Max T Max T - 9 months ago 42
C# Question

get Substring from Document with Regex

I'm not very much in Regex and hope to get some help from you guys:

I've got a String like this:

"... p.msochpdefault
{mso-style-name:msochpdefault;} ..."

Now I don't know, whats before and after this part of the string and I don't know the content between the brackets.

I've tried this, but it does take the last ";}" of the file and does not contain "p.msochpdefault"

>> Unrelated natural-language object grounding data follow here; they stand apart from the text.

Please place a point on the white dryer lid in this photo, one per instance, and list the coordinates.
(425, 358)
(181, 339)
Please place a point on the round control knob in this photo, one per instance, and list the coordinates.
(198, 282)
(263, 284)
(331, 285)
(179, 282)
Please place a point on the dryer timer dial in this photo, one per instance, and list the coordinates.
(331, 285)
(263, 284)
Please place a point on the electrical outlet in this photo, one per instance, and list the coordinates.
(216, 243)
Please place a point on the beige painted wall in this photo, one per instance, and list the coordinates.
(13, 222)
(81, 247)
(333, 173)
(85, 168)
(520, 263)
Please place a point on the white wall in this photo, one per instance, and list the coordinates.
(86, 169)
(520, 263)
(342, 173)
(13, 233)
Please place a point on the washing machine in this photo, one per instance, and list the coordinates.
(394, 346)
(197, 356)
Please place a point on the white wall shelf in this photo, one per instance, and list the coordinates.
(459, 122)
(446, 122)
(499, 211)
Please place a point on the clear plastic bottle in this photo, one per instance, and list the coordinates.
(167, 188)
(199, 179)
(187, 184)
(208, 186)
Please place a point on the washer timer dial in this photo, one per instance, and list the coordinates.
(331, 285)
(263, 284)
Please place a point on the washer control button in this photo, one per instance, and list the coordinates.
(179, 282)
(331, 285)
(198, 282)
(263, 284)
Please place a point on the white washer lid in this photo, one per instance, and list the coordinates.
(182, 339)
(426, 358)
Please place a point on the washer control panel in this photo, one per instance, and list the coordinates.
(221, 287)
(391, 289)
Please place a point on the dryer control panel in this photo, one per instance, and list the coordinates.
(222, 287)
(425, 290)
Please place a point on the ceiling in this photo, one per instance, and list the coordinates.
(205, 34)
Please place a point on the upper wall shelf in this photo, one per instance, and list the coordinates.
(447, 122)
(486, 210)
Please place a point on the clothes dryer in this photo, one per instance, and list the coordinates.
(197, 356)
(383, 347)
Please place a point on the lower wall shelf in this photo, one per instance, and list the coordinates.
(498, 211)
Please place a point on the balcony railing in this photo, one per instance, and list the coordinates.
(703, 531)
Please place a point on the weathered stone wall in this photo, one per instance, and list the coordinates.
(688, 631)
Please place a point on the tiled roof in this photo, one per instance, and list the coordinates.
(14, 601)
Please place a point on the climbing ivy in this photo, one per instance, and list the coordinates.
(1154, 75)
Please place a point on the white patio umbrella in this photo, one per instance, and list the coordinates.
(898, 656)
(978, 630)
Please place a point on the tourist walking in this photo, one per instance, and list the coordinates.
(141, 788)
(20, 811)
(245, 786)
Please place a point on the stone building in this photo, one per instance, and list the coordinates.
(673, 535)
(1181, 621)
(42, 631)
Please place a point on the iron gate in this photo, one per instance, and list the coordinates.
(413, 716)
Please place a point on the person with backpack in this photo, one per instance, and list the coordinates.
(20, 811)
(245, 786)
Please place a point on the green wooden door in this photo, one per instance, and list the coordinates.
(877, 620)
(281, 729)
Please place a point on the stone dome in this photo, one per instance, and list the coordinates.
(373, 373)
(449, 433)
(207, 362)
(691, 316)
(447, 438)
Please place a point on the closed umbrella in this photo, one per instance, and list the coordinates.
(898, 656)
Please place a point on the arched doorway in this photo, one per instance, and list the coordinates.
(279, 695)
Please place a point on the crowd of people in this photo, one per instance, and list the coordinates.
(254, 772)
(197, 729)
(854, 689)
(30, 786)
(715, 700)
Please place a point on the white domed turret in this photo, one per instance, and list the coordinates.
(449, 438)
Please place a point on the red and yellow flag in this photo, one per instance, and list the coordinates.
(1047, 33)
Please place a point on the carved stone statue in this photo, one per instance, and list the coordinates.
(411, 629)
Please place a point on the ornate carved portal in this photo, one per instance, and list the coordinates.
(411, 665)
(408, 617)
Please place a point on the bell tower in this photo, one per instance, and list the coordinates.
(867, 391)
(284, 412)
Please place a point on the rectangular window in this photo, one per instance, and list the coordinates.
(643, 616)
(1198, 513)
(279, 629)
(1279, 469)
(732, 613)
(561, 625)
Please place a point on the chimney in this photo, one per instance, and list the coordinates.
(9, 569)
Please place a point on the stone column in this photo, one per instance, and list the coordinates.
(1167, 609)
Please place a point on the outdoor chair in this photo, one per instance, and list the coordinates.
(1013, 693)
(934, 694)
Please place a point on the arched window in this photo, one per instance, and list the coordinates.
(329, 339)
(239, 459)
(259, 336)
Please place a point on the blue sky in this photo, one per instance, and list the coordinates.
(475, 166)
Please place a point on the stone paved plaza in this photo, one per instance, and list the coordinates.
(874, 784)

string match = Regex.Match(str, @"p.msochpdefault(.+);}", RegexOptions.Singleline).Groups[1].Value;

How can I extract this in the right way?

Answer Source

There are a some issues with your RegEx:


  1. You are searching for p.MsoNormal, not for p.msochpdefault.
  2. You have to escape the dot, otherwise it will match any character (p\.MsoNormal or p\.msochpdefault)
  3. The term .+ requires at least one character to be between p\.MsoNormal and ;}. In your example you have none. So it should be .*
  4. You are using greedy evaluation, which is th reason why you catch the last instance of ;}. You have to use lazy evaluation. That is .+? instead of .+ and .*? instead of .* That will catch the first match, not the last.

I would recomend you check a regex evaluator. There are many (also free ones) online. With such a tool you can try your regex and revise it if it doesn't work.